Today, as part of Cartoon Brew’s Student Animation Festival, we’re delighted to present Money Bunny Blues by Ellen Coons of Detroit’s College for Creative Studies. As stop motion animation in feature films becomes slicker and increasingly indiscernible from CGI, it’s refreshing to find a stop motion short that embraces the technique’s quirky and whimsical possibilities. The film’s setting is an intricate handmade universe comprised of common household objects–candy, coins, fruit, playing cards. Within this fantasy backdrop and accompanied by a folksy, unadorned song of economic woe, loose-limbed Dolly attempts to connect with the elusive Money Bunny. Whether you’re in need of a few bucks or have more money than you know what to do with, the free-spirited charm of Money Bunny Blues will put a smile on your face.

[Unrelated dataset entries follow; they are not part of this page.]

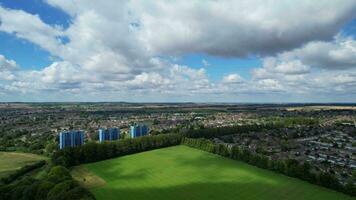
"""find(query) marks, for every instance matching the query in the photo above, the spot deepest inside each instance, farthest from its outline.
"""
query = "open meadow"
(181, 172)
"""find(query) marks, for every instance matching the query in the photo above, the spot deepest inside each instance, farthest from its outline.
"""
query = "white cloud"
(6, 68)
(232, 79)
(117, 47)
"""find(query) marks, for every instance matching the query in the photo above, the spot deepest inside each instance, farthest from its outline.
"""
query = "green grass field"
(10, 161)
(184, 173)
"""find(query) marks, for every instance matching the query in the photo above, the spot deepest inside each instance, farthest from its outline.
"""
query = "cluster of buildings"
(75, 138)
(138, 130)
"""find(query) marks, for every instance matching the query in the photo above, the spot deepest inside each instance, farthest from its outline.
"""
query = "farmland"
(184, 173)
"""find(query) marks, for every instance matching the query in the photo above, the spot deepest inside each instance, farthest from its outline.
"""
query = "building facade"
(71, 138)
(138, 130)
(109, 134)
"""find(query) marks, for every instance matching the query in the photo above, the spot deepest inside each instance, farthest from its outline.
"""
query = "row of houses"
(74, 138)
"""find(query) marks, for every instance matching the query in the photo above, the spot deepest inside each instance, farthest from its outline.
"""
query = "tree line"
(289, 167)
(229, 130)
(57, 184)
(20, 172)
(93, 152)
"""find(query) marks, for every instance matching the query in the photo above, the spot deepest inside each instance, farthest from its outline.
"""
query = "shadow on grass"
(221, 191)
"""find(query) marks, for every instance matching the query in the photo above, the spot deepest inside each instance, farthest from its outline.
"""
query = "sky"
(256, 51)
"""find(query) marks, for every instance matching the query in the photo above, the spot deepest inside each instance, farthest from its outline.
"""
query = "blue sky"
(273, 55)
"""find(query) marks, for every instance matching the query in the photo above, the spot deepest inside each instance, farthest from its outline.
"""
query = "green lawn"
(10, 161)
(184, 173)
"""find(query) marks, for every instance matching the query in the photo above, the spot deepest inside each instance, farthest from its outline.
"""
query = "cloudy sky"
(175, 51)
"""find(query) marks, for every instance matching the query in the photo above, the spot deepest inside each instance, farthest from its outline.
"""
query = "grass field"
(184, 173)
(10, 161)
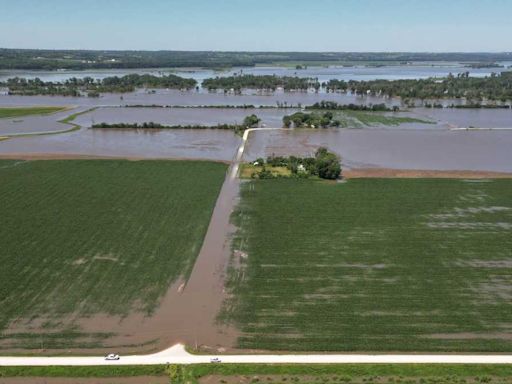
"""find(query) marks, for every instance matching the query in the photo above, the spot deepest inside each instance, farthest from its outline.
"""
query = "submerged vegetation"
(373, 265)
(249, 121)
(265, 82)
(345, 117)
(92, 88)
(497, 87)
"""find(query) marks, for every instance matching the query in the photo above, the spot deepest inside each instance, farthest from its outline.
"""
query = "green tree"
(327, 164)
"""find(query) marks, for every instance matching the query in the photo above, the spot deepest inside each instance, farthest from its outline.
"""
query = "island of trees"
(92, 88)
(325, 165)
(497, 87)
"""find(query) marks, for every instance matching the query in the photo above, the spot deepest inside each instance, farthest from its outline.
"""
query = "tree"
(251, 121)
(327, 164)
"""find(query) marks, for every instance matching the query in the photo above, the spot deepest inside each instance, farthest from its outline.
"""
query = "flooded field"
(195, 98)
(323, 73)
(148, 144)
(182, 116)
(35, 124)
(478, 118)
(394, 148)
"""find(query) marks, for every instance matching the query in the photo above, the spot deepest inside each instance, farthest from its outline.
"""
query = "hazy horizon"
(259, 26)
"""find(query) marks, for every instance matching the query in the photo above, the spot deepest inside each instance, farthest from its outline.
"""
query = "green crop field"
(378, 118)
(278, 373)
(80, 238)
(359, 119)
(26, 111)
(373, 265)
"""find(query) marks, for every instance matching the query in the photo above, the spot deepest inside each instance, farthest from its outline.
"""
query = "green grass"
(378, 118)
(112, 234)
(349, 373)
(91, 371)
(27, 111)
(281, 373)
(374, 265)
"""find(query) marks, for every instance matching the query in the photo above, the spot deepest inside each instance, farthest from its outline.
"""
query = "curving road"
(178, 355)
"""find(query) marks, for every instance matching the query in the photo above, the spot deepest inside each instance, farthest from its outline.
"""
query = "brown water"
(214, 144)
(394, 148)
(480, 118)
(182, 116)
(35, 124)
(194, 98)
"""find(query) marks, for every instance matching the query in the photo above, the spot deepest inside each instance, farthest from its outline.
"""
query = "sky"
(259, 25)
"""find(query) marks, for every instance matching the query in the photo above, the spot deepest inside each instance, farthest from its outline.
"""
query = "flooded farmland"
(183, 116)
(393, 148)
(206, 144)
(409, 146)
(418, 70)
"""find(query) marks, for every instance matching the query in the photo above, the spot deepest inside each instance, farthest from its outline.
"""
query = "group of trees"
(325, 165)
(332, 105)
(249, 121)
(311, 120)
(494, 87)
(264, 82)
(92, 87)
(85, 59)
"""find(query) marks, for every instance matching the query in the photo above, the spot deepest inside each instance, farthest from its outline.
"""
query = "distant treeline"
(265, 82)
(494, 87)
(237, 128)
(92, 88)
(85, 59)
(220, 106)
(332, 105)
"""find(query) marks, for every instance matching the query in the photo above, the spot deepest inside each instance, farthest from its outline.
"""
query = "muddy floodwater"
(394, 148)
(478, 118)
(182, 116)
(419, 70)
(195, 98)
(211, 144)
(35, 124)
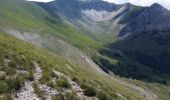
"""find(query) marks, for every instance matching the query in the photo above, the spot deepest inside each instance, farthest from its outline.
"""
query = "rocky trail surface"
(26, 92)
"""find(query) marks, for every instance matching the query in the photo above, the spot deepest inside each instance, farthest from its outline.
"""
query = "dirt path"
(75, 86)
(26, 93)
(47, 91)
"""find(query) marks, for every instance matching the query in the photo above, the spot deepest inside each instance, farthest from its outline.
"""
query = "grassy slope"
(23, 54)
(26, 15)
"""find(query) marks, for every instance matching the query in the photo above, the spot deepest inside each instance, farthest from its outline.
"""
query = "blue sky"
(165, 3)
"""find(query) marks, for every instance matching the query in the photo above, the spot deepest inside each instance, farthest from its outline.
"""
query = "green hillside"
(23, 55)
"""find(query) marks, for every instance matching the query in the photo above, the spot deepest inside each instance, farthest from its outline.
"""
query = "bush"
(4, 88)
(63, 83)
(90, 91)
(102, 96)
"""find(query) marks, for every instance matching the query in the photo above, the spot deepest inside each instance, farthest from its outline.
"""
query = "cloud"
(165, 3)
(41, 0)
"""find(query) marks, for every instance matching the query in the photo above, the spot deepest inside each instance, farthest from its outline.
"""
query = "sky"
(165, 3)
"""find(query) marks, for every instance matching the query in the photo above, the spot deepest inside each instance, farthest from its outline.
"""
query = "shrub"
(90, 91)
(63, 83)
(4, 88)
(102, 96)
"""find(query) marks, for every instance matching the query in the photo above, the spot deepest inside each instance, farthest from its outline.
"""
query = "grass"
(48, 62)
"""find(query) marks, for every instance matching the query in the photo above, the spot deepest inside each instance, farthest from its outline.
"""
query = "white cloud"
(41, 0)
(165, 3)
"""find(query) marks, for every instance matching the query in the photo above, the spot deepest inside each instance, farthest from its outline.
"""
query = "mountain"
(83, 49)
(144, 41)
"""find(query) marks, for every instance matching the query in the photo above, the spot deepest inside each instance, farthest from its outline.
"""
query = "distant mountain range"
(84, 49)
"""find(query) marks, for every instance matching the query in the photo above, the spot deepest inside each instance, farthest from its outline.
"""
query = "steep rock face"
(154, 18)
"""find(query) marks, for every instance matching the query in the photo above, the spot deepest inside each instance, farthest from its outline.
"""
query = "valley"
(83, 50)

Continue reading for comments from the filmmaker Ellen Coons:

THE IDEA
Money Bunny Blues was built around a song I wrote last summer in the midst of unpaid work. It was written out of the frustration of dependency. The Money Bunny character sort of grew from the concept of Money Karma, believing that what you give will eventually make its way back around. I won a cash raffle with a dollar that I found in a parking lot that summer… it might’ve been what started this whole thing. Money Bunny was a sick infusion of childhood’s Easter Bunny with my semi-grown-up financial priorities.